Appleby Magna - The Moat House

The Moat House

The Moat House was originally constructed as the manor house for Appleby Magna, shortly after the Norman Conquest in 1066. It was built on the site of an earlier manor house. Until the 16th century it was the home of the wealthy de Appleby family, who took their name from the village. Sir Edmund de Appleby fought in the Battle of Crecy in 1346. He also financed the enlargement of Appleby Magna Church (Saint Michael's and All Angels) to its current size. Sir Edmund and his wife Joan are buried in the de Appleby Chapel, in alabaster tombs.

Another famous resident of the Moat House was Joyce de Appleby, who became a Protestant martyr after she was burnt at the stake by Bloody Mary (Queen Mary I of England) in Lichfield Market Place, for not converting to Catholicism. Joyce's husband, Sir George, was killed following the Battle of Pinkie Cleugh. Their eldest son, George, sold the Manor in 1549. He later drowned. His nephew, Francis(son of his brother Richard), died childless, ending the male line of the de Appleby family.

The original house was stone built, around a courtyard. Only the stone gatehouse survives from this building. The timber-framed part of the building extant today was constructed during the 16th Century. In front of the house is an ancient stone dovecote. Enlarged when the house was built, the dovecote is believed to have Saxon origins.

The manor house had a succession of occupants after 1560. Edward Griffyn of Dingley in Northamptonshire sold the property to Wolstan Dixie of London through a series of legal processes, covenants, fines and recoveries from November 1598. The Dixies then granted the capital messuage and its attached lands to Market Bosworth Free School, who leased it to a succession of tenants for an initial yearly rent of £50 (£5,032 in today's money).

In March 1619 the 'Mansion house' together with six yardlands and other appurtenances, five pasture closes, two crofts, a messuage or dwelling house, another two and a half yardlands and the water mill at Measham, was leased to Humphrey Francys, a yeoman of Barwell, for three years.

Francys does not appear to have occupied the premises - or stayed long if he did - for in October 1621 there was another lease for three lives which was also terminated fairly abruptly when, in December 1628, yet another lease was drawn up. This time the 'Mannor Place or capital messuage of Appulbie the greate' was granted to Thomas and William Hartill of Stretton-en-le-field as "feoffees of the Grammar School". The lease stipulated that 'from time to time as the court shall appoynt’ they were required to ‘permit upon summons or warninges to the said court’ any of the lessors to enter the house and for them to 'mark and brand’ the edges of the ridges and baulkes in the common fields and other places 'with a great Roman S'. The tenants were not to 'lopp, topp shred…nor putt down' any oak, ash, elm or fruit trees, except for getting an annual allowance of timber for repairing the premises.

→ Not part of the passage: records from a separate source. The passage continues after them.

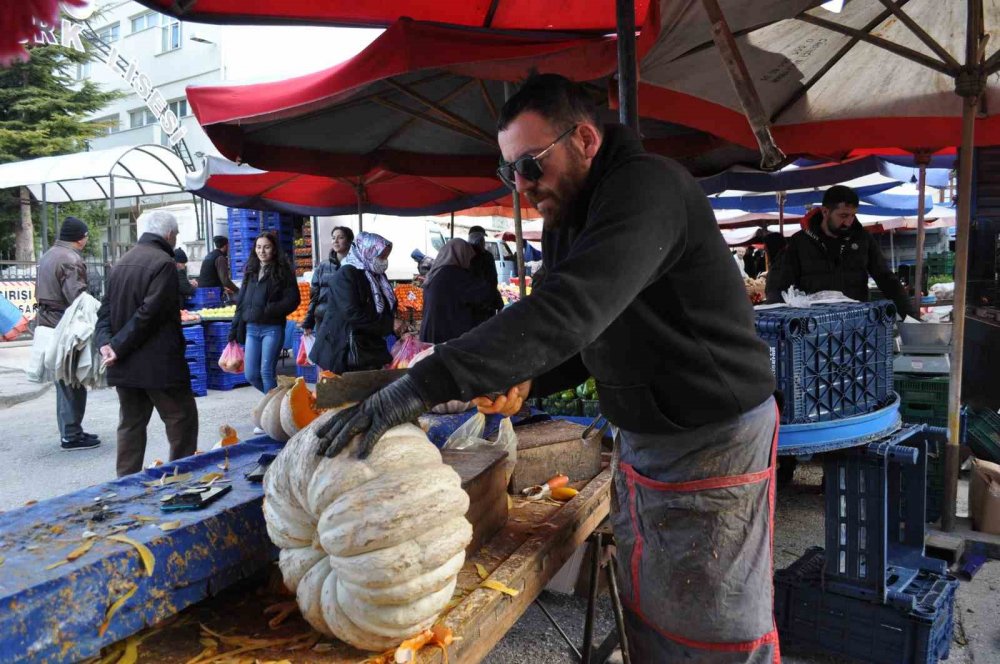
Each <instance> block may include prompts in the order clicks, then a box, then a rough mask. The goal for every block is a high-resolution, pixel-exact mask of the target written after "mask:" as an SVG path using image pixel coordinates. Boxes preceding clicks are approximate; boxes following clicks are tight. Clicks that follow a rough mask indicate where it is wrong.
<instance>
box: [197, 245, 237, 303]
mask: <svg viewBox="0 0 1000 664" xmlns="http://www.w3.org/2000/svg"><path fill="white" fill-rule="evenodd" d="M212 244H214V245H215V249H213V250H212V251H210V252H208V255H207V256H205V258H204V259H202V261H201V274H200V275H199V276H198V285H199V286H200V287H202V288H224V289H225V290H226V293H227V294H229V295H230V296H234V295H235V294H236V291H238V290H239V289H238V288H237V287H236V284H234V283H233V281H232V279H230V278H229V238H227V237H226V236H225V235H216V236H215V237H214V238H212Z"/></svg>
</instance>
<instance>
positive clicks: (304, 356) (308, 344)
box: [295, 334, 316, 367]
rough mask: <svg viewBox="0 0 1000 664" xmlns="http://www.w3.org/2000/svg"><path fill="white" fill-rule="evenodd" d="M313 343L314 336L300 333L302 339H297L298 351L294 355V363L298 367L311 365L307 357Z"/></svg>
mask: <svg viewBox="0 0 1000 664" xmlns="http://www.w3.org/2000/svg"><path fill="white" fill-rule="evenodd" d="M314 343H316V338H315V337H314V336H313V335H311V334H303V335H302V339H301V340H300V341H299V350H298V353H297V354H296V355H295V364H297V365H298V366H300V367H311V366H312V365H313V362H312V360H310V359H309V353H311V352H312V347H313V344H314Z"/></svg>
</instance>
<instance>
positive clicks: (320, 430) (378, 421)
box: [316, 376, 430, 459]
mask: <svg viewBox="0 0 1000 664" xmlns="http://www.w3.org/2000/svg"><path fill="white" fill-rule="evenodd" d="M429 407H430V406H429V404H427V403H424V400H423V397H421V396H420V394H419V393H418V392H417V390H416V387H415V386H414V383H413V380H412V379H411V378H410V377H409V376H403V377H402V378H400V379H399V380H397V381H396V382H394V383H392V384H391V385H388V386H386V387H384V388H382V389H381V390H379V391H378V392H376V393H375V394H373V395H371V396H370V397H368V398H367V399H365V400H364V401H362V402H361V403H360V404H358V405H356V406H351V407H350V408H346V409H344V410H342V411H340V412H339V413H337V414H336V415H334V416H333V417H331V418H330V420H329V421H328V422H326V424H324V425H323V426H322V427H320V428H319V429H318V430H317V431H316V435H317V436H319V438H320V445H319V449H318V450H317V451H316V453H317V454H321V455H324V456H326V457H329V458H333V457H335V456H337V455H338V454H340V453H341V452H342V451H343V450H344V448H345V447H347V446H348V445H349V444H350V442H351V441H352V440H353V439H354V437H355V436H358V435H361V436H362V439H361V445H360V446H359V447H358V450H357V453H358V458H359V459H365V458H367V457H368V455H369V454H371V451H372V449H373V448H374V447H375V443H377V442H378V440H379V438H381V437H382V434H384V433H385V432H386V431H388V430H389V429H391V428H392V427H394V426H397V425H399V424H404V423H406V422H412V421H413V420H415V419H417V417H418V416H419V415H420V414H422V413H425V412H427V409H428V408H429Z"/></svg>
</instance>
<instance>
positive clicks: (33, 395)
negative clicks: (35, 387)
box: [0, 383, 52, 410]
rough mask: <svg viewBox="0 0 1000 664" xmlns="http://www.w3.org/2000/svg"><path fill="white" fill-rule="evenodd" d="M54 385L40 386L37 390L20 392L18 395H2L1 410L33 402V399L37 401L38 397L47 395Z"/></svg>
mask: <svg viewBox="0 0 1000 664" xmlns="http://www.w3.org/2000/svg"><path fill="white" fill-rule="evenodd" d="M51 387H52V384H51V383H49V384H47V385H40V386H39V387H38V388H37V389H35V390H32V391H29V392H18V393H17V394H11V395H0V410H2V409H5V408H10V407H11V406H16V405H17V404H19V403H24V402H25V401H31V400H32V399H37V398H38V397H40V396H42V395H43V394H45V393H46V392H47V391H48V390H49V388H51Z"/></svg>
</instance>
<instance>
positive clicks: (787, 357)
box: [756, 301, 896, 424]
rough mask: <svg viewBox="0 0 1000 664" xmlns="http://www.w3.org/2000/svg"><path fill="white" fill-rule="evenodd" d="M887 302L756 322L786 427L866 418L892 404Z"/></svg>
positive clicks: (888, 311) (890, 361) (890, 355)
mask: <svg viewBox="0 0 1000 664" xmlns="http://www.w3.org/2000/svg"><path fill="white" fill-rule="evenodd" d="M895 315H896V307H895V305H893V304H892V303H891V302H888V301H879V302H858V303H844V304H825V305H814V306H811V307H809V308H791V307H781V308H777V309H765V310H762V311H758V312H757V314H756V327H757V334H758V335H759V336H760V337H761V339H763V340H764V341H765V342H767V344H768V346H769V347H770V351H771V369H772V371H774V375H775V378H776V379H777V382H778V388H779V389H780V390H781V391H782V392H783V394H784V400H785V404H784V408H783V409H782V412H781V422H782V423H783V424H804V423H810V422H827V421H831V420H839V419H843V418H845V417H852V416H855V415H862V414H865V413H870V412H872V411H874V410H878V409H879V408H883V407H884V406H886V405H888V404H889V403H890V402H891V401H892V400H893V399H894V398H895V397H894V393H893V383H892V359H893V358H892V353H893V321H894V318H895Z"/></svg>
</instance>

In October 1649 another lease drawn up for eighty years reinforced these rights, inserting provision for the lessees, Dixie, Farmer and Saunders.

The tenants were thereby given an opportunity to obtain coal for fuel, stones for repairing the old gatehouse and plaster for the walls. From time to time the old moat house may have been left unoccupied. In the 1663 constables’ returns for the hearth tax assessment, for example, it is recorded as an ‘empty house’ with six hearths in the possession of John Stanton.

The reference to Richard Saunders is curious as in December 1711 he is referred to as a ‘lunatic’, an agreement having been drawn up to cover his rights and interests as a result of this and other leases made to him in his infancy.

The moat house continued to be let to a succession of farming tenants over the course of the 18th century. In June 1715 the ‘Manor House’ with all lands appertaining and 'three water grist mills' with fishing rights were leased to Mathew White of Great Appleby. In 1753 the land and water mills were given to William Cooper. A few years later in April 1753 an agreement was drawn up leasing the lands to Joseph Wilkes of Overseal. By the early 19th century the lands were being let on a yearly tenancy first to the Wilkes, then Thomas Heafield and Thomas Taverner, local yeoman farmers, a further indication perhaps that the house itself may have been left unoccupied.

The house was occupied by the Gothard family for much of the 19th century before being finally sold in the 1960s, by which time many of the outbuildings the kitchens had fallen into a state of disrepair and had to be demolished. Much of the surrounding land was also sold off at this point. In 1935 an American had tried to purchase the house and have it shipped abroad.